Qualsiasi oggetto celeste con un campo gravitazionale avrà un limite entro il quale un oggetto celeste in avvicinamento verra’ fatto a pezzi. Si prevede che sistemi di anelli densi esistano all’interno del limite di Roche, come nel caso di Saturno, Chariklo e Haumea. “Quindi, ciò che è cosi’ intrigante di questa scoperta intorno a Quaoar è che l’anello di materiale è molto più lontano del limite di Roche”, spiega Giovanni Bruno, ricercatore dell’INAF di Catania, e collaboratore dello Science team di Cheops.
Dov’è il vero mistero?
Gli esperti ritengono che gli anelli oltre il limite di Roche si condensino per formare una piccola luna entro pochi decenni. “Come risultato delle nostre osservazioni, la nozione classica che gli anelli densi sopravvivono solo all’interno del limite di Roche di un corpo planetario deve essere completamente rivista”, dice ancora. Per studiare i corpi minori del Sistema solare analizzando le occultazioni stellari, è stato creato il progetto Lucky Star, coordinato da Bruno Sicardy, dell’Universita’ La Sorbona & Paris Observatory – PSL (LESIA) e finanziato dal Consiglio Europeo per la Ricerca (ERC).

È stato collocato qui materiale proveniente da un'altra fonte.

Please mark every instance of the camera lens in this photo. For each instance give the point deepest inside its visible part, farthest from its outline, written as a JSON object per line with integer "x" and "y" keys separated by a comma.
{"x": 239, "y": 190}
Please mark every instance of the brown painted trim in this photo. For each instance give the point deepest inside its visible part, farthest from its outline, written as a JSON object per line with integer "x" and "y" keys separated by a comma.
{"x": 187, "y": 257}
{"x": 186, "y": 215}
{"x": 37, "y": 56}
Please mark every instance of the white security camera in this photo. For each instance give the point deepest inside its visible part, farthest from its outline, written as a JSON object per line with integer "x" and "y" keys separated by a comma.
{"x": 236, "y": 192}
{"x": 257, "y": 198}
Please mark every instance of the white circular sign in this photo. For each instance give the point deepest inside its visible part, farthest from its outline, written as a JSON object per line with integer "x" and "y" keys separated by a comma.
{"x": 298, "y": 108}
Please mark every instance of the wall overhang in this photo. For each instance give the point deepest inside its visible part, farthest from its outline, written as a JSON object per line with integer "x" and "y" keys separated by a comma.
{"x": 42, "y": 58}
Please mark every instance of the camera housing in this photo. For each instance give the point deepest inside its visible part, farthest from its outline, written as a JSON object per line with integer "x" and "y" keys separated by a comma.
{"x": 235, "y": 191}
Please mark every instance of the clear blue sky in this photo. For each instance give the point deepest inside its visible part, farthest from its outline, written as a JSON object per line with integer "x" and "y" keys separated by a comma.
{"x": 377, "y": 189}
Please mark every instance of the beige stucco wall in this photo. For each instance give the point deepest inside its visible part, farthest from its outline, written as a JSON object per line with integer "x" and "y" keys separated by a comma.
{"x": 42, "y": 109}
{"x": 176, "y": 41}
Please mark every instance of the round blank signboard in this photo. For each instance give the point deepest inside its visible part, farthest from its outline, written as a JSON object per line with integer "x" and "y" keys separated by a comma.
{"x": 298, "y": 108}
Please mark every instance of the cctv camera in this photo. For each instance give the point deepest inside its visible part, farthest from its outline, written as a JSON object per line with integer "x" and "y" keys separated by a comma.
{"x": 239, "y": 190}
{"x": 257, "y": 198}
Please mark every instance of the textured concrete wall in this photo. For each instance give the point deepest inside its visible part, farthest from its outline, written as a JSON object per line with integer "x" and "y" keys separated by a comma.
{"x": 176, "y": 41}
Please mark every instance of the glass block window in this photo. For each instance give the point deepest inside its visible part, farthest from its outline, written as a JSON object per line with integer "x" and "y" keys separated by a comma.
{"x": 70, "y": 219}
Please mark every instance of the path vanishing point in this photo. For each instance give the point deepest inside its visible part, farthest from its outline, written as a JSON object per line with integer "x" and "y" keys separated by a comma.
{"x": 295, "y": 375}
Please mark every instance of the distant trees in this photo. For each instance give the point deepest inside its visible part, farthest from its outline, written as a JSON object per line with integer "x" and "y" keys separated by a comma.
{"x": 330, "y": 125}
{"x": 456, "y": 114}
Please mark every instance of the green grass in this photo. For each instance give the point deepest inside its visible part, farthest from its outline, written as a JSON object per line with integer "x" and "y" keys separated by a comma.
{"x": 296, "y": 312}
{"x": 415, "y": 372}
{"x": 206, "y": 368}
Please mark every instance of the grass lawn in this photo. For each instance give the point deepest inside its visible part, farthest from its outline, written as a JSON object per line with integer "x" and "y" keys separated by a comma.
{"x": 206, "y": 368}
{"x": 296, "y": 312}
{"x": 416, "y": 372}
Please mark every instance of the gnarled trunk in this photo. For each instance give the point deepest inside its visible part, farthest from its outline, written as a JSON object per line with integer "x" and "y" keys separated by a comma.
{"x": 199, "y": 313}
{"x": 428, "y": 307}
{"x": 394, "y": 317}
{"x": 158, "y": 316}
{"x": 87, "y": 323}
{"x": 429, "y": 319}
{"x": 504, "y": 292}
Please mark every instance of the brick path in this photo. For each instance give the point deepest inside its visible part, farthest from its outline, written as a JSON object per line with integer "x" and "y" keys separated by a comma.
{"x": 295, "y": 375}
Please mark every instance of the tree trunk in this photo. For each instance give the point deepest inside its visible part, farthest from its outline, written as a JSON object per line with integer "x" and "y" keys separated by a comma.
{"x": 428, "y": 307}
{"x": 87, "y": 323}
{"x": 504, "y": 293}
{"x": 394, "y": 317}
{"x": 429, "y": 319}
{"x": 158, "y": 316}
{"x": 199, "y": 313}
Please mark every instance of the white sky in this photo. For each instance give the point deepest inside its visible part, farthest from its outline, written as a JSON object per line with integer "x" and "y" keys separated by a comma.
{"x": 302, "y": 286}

Nell’ambito di Lucky Star vengono coordinate osservazioni di questi eventi con telescopi professionali e amatoriali in tutto il mondo. Il satellite Cheops ha partecipato alla campagna osservativa organizzata in occasione di una occultazione prevista per l’11 giugno 2020. Le osservazioni Cheops sono state proposte, in collaborazione con il progetto Lucky Star, da Isabella Pagano, direttrice dell’INAF di Catania, responsabile nazionale per la missione Cheops e membro del suo comitato scientifico.
La ricercatrice ricorda che “tutto il team Cheops era abbastanza scettico sulla possibilita’ di catturare un’occultazione dallo spazio, ma, dopo averne valutato la fattibilità, grazie anche alle accurate misure di posizione fornite dal satellite Gaia, abbiamo deciso di rischiare poiche’ il tempo speso dal satellite per osservare questo evento, sarebbe stato abbastanza breve da non danneggiare i programmi primari della missione”. Il problema principale era che la traiettoria del satellite può essere leggermente modificata a causa della resistenza negli strati superiori dell’atmosfera terrestre, a causa dell’attività solare che può colpire il nostro pianeta ed espandere la sua atmosfera.